Recently, Reichardt has sustained a profitable collaboration with the screenwriter Jon Raymond, achieving a kind of mind meld of taste and sensibility that has resulted in some fine movies. (In addition to “Meek’s Cutoff” and “Old Joy,” they made “Wendy and Lucy” and “Night Moves” together). But for her newest film, “Certain Women,” Reichardt took on writing duties, adapting the short stories of Maile Meloy into a typically Reichardt-ian portrait of ambivalence and solitude, albeit with less narrative momentum than in previous outings.

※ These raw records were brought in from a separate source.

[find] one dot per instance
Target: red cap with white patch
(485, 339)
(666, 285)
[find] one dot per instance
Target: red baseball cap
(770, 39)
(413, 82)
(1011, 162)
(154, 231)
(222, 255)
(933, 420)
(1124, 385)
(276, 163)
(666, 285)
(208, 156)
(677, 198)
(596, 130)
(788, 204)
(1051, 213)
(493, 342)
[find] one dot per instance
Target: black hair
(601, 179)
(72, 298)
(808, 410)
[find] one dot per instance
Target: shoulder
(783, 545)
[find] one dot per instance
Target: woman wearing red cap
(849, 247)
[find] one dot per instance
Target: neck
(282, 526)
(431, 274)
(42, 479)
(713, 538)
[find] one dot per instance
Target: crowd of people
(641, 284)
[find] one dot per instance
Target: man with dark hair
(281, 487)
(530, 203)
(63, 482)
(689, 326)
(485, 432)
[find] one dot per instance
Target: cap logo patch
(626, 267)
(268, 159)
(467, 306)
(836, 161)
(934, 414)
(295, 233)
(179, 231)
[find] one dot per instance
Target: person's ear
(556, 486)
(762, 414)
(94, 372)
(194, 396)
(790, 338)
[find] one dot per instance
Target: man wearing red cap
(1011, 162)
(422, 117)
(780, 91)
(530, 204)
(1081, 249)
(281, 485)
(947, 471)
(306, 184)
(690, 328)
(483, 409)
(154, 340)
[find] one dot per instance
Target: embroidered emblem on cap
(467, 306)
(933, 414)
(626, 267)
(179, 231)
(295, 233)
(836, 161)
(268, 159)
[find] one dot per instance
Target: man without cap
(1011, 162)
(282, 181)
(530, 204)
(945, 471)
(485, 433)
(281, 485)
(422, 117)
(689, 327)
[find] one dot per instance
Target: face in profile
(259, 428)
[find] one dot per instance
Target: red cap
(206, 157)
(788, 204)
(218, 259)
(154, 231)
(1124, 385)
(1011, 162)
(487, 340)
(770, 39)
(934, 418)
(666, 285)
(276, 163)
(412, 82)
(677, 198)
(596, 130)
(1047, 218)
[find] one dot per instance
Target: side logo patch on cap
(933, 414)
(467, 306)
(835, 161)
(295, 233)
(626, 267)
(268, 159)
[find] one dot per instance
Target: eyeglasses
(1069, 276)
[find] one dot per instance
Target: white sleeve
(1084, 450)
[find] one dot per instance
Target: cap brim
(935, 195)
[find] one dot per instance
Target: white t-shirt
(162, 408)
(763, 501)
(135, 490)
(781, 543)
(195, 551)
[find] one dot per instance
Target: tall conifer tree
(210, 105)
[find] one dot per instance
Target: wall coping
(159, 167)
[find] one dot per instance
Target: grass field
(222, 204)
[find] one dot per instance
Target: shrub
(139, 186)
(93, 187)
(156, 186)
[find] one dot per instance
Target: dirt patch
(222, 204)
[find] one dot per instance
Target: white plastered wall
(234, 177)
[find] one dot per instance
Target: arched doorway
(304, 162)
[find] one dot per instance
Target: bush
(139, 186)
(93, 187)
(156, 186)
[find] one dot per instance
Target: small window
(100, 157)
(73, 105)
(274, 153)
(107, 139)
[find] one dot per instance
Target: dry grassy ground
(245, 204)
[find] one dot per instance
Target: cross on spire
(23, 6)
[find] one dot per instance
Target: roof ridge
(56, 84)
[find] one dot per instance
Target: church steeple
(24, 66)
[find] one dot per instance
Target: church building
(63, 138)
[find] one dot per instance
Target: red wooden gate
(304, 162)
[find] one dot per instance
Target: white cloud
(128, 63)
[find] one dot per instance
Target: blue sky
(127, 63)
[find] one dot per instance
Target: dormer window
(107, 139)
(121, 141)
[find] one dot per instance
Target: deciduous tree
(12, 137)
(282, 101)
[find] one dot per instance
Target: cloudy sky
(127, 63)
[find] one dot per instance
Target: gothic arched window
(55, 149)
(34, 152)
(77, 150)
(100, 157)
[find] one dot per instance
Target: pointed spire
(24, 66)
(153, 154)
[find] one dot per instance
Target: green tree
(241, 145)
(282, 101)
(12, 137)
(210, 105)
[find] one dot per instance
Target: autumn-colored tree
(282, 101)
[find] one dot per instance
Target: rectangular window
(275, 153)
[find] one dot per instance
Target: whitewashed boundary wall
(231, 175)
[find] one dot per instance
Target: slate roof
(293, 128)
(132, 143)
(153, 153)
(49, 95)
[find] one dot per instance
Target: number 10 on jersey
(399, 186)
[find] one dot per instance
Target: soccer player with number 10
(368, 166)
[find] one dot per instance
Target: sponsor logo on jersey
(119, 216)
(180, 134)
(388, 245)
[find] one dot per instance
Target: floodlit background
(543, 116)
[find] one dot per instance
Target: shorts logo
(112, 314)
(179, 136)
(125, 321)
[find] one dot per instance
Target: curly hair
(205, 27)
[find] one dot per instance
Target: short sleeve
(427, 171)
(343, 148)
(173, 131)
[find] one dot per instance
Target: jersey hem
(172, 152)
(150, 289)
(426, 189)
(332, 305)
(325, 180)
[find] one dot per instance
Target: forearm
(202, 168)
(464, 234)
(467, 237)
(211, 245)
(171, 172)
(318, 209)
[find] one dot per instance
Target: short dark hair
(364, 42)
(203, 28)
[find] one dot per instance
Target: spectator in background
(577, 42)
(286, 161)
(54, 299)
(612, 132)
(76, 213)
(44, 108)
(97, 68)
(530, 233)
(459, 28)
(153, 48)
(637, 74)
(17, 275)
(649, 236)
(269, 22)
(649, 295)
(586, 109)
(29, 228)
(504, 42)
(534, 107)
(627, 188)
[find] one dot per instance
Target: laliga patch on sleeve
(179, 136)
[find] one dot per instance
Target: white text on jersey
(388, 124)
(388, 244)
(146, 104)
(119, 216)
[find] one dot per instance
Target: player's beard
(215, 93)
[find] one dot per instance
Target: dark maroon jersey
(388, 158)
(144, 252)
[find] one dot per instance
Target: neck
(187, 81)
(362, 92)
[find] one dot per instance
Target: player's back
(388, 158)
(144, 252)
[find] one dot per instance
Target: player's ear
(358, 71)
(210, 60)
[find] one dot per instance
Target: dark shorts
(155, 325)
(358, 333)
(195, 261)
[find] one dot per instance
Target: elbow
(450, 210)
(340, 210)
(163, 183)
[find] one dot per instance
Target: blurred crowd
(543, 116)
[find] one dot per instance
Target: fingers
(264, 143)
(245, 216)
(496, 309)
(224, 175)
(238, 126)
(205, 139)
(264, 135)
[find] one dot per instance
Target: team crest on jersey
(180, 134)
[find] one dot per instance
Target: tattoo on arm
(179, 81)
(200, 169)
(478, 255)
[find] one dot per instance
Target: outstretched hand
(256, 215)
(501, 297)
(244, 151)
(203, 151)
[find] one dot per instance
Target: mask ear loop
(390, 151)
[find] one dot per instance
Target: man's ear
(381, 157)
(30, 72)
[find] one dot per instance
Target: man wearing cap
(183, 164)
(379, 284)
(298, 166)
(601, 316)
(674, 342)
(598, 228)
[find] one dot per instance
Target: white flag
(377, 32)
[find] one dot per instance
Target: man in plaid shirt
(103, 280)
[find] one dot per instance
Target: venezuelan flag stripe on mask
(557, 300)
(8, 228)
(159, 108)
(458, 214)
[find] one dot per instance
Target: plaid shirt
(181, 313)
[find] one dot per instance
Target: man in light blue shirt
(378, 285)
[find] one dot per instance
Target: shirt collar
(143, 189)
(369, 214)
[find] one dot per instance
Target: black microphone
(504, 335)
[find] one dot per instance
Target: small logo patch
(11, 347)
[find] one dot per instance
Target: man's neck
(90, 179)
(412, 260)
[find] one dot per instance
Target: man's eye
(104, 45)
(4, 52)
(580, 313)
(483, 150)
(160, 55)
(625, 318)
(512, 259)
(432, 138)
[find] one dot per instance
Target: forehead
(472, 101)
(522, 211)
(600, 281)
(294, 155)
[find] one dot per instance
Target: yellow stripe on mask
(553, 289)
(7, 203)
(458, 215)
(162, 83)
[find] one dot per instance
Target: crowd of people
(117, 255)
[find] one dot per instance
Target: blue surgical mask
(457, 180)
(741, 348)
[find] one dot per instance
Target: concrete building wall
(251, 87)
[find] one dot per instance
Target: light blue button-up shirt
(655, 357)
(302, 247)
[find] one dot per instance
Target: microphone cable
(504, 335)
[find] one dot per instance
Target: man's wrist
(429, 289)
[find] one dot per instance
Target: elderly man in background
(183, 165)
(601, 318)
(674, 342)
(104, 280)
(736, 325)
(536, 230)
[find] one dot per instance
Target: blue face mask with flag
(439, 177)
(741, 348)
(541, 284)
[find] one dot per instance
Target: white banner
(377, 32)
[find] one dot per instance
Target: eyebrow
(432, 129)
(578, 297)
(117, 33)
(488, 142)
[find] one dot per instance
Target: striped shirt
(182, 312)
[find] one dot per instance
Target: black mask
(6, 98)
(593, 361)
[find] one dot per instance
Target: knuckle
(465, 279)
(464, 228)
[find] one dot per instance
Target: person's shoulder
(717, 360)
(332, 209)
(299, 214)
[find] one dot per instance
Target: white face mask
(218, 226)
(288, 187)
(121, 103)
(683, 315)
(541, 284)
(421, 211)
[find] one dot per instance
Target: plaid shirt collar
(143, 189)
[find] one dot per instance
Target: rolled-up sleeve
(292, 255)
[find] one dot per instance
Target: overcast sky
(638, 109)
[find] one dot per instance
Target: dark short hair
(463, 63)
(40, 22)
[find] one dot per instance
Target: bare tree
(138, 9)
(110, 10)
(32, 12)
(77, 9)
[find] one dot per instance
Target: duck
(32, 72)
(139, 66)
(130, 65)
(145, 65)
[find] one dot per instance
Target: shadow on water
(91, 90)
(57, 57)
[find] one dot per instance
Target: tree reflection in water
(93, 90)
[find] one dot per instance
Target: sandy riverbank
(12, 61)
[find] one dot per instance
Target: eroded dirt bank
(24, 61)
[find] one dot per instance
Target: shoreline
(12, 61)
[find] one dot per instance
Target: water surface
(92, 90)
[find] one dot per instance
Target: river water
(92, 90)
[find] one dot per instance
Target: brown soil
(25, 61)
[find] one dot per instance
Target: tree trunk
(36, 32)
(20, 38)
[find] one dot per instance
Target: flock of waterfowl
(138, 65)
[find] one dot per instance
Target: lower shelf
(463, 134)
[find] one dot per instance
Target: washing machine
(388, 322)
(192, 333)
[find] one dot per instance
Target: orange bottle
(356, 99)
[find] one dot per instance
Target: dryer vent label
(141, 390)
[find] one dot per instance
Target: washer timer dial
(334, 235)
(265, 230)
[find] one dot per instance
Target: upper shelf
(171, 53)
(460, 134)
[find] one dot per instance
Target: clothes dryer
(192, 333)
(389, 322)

A triptych of subtly interlocking stories, “Certain Women” features some of the year's best performances: Laura Dern plays Laura, a lawyer living in tiny Livingston, Mont., where nothing much happens outside your random, everyday hostage situation; Michelle Williams plays Gina, who is building a home on a scenic patch of land outside town; and Kristen Stewart plays Elizabeth, a young lawyer in training who has agreed to teach a weekly night course on educational law in Belfry, several miles away.
Just how Laura, Gina and Beth’s live intersect (or don’t) gives “Certain Women” an intriguing, if wispy, whiff of mystery. But mostly Reichardt is interested in portraiture, and how character is revealed through the small, sometimes extraordinary, actions each woman takes to cope with her own sense of stifling limitation.
Laura’s story is by far the most incident-filled, as she’s drawn into the desperate acts of one of her clients. Beth nurses nascent ambitions, which makes her all the more fascinating to the shy, bored ranch hand who drops in on one of her classes and becomes quietly smitten.
That cowgirl in the sand (and snow) is played in an impressive breakout turn by newcomer Lily Gladstone, who infuses the lonely young woman she portrays with heartbreaking vulnerability and hope. It’s Williams who delivers the most memorable performance of “Certain Women,” surprisingly. (Not because she isn’t always superb, but because her character is the least rounded out.)